Differentially Private Bayesian Neural Network

Bayesian neural network (BNN) allows for uncertainty quantification in prediction, offering an advantage over regular neural networks that has not been explored in the differential privacy (DP) framework. We fill this important gap by leveraging recent development in Bayesian deep learning and privacy accounting to offer a more precise analysis of the trade-off between privacy and accuracy in BNN. We propose three DP-BNNs that characterize the weight uncertainty for the same network architecture in distinct ways, namely DP-SGLD (via the noisy gradient method), DP-BBP (via changing the parameters of interest) and DP-MC Dropout (via the model architecture). Interestingly, we show a new equivalence between DP-SGD and DP-SGLD, implying that some non-Bayesian DP training naturally allows for uncertainty quantification. However, the hyperparameters such as learning rate and batch size, can have different or even opposite effects in DP and non-DP training.

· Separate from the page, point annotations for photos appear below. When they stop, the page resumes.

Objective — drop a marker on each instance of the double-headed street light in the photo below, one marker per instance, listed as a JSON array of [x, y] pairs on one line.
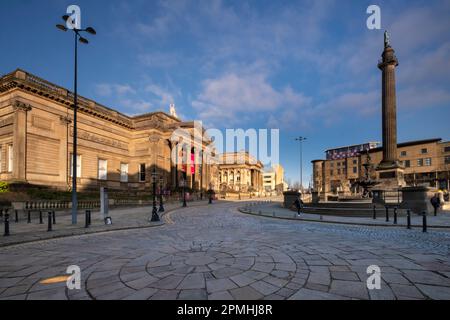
[[78, 37], [301, 139]]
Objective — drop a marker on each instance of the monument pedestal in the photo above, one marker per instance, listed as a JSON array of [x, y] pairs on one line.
[[390, 179]]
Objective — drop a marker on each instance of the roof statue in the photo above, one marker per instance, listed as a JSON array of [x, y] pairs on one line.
[[172, 110]]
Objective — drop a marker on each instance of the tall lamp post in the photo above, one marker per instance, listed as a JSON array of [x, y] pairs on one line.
[[300, 140], [154, 139], [78, 37]]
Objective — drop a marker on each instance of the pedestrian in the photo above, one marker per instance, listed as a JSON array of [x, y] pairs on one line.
[[298, 203], [436, 203]]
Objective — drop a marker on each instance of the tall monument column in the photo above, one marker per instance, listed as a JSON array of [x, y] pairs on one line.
[[389, 105], [390, 172]]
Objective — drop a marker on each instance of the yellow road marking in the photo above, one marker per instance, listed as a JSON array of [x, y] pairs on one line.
[[57, 279]]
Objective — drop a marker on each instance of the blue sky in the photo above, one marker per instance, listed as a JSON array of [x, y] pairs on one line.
[[306, 67]]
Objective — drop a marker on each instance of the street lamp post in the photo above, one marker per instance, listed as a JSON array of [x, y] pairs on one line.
[[300, 140], [155, 216], [78, 37], [154, 139], [184, 191], [161, 205]]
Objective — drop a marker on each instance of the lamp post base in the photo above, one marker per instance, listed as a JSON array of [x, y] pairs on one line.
[[155, 216]]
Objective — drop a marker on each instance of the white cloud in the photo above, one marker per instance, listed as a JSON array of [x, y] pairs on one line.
[[234, 96], [106, 89]]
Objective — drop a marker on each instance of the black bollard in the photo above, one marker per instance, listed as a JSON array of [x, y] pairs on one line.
[[49, 228], [424, 221], [6, 222], [408, 219], [86, 219]]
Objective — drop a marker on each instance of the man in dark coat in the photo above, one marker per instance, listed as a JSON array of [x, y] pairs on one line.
[[298, 203], [436, 203]]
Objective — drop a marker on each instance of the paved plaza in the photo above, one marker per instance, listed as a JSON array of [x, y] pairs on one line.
[[216, 252]]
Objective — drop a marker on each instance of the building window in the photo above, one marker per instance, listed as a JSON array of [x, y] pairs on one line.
[[124, 172], [10, 158], [102, 169], [78, 165], [142, 172]]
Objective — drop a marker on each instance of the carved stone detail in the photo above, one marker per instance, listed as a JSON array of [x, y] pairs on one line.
[[95, 138], [21, 106]]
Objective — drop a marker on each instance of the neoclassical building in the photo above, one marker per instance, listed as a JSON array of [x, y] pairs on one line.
[[114, 150], [239, 171]]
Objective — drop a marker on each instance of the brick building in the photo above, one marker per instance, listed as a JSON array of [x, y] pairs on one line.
[[425, 162]]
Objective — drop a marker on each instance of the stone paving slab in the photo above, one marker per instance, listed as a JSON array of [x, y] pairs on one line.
[[122, 218], [275, 209], [216, 252]]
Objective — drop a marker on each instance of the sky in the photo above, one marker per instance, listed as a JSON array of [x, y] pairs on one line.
[[307, 68]]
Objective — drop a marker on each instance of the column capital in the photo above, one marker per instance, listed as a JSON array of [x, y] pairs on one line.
[[21, 106], [65, 120]]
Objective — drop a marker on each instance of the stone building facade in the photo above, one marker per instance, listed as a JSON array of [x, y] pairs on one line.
[[273, 179], [240, 172], [114, 150], [425, 162]]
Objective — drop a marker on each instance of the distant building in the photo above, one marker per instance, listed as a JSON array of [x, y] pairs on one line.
[[426, 162], [273, 179], [350, 151], [240, 172]]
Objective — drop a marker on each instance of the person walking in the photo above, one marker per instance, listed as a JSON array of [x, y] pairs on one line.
[[298, 203], [436, 203]]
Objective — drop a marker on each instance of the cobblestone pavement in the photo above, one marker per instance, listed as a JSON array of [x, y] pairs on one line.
[[215, 252], [275, 209], [123, 218]]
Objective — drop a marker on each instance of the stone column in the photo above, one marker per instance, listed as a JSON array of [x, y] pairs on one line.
[[64, 151], [19, 140], [389, 108]]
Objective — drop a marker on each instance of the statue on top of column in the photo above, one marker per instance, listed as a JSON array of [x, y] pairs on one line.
[[172, 110], [387, 39]]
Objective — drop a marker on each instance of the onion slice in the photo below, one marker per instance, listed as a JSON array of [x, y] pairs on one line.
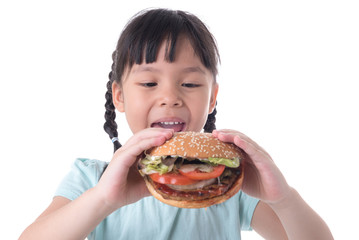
[[197, 185]]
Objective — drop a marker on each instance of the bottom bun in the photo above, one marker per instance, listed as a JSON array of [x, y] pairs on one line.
[[236, 186]]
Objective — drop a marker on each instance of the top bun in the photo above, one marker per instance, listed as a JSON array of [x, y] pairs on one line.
[[196, 145]]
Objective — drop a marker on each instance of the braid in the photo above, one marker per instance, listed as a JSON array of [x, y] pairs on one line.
[[110, 125], [211, 121]]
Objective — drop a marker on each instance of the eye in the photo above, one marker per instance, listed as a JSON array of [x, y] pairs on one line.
[[190, 85], [149, 84]]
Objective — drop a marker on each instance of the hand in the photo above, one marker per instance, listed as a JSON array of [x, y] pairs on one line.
[[121, 183], [262, 178]]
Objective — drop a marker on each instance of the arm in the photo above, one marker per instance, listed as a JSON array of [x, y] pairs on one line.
[[281, 213], [121, 184]]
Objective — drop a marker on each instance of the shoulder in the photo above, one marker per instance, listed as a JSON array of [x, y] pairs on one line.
[[89, 166], [83, 175]]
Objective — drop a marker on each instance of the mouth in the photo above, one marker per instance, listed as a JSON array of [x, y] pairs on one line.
[[177, 126]]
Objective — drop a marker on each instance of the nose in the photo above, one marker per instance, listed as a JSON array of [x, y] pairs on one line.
[[170, 97]]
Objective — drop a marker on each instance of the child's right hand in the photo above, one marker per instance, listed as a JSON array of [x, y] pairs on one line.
[[121, 183]]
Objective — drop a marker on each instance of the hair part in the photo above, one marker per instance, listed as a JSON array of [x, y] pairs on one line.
[[140, 41]]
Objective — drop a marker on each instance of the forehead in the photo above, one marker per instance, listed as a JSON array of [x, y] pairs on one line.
[[185, 61]]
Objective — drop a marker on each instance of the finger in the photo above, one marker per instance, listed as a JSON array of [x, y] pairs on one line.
[[252, 149], [130, 153], [148, 133]]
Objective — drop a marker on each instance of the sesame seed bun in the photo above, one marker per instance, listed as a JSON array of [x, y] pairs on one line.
[[191, 146], [196, 145]]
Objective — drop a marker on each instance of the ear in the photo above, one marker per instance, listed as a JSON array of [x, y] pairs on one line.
[[213, 101], [117, 97]]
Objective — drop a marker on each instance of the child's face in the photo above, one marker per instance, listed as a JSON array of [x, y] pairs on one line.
[[177, 95]]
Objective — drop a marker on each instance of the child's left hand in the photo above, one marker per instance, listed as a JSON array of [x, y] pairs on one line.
[[262, 178]]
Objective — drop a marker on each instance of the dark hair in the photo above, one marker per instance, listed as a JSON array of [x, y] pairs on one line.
[[140, 41]]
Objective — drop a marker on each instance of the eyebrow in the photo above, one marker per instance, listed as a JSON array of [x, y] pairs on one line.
[[185, 70]]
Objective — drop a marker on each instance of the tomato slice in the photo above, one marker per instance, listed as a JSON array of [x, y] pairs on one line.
[[198, 175], [172, 178]]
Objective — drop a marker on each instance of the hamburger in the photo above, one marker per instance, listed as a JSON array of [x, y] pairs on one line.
[[192, 170]]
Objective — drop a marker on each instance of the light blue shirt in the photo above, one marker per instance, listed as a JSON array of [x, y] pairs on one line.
[[151, 219]]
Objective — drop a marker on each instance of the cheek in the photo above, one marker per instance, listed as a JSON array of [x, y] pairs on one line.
[[136, 110]]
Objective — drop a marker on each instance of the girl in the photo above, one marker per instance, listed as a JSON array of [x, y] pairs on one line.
[[164, 79]]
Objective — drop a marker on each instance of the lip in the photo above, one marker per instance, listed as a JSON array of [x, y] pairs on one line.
[[178, 122]]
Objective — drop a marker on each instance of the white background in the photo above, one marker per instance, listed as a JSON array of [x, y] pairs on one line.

Extensive experiments show that the sampling method (DP-SGLD) significantly outperforms optimization methods (DP-BBP and DP-MC Dropout) in terms of privacy guarantee, prediction accuracy, uncertainty quantification, computation speed, and generalizability. When compared to non-DP and non-Bayesian approaches, DP-SGLD loses remarkably little performance, demonstrating the great potential of DP-BNN in real tasks.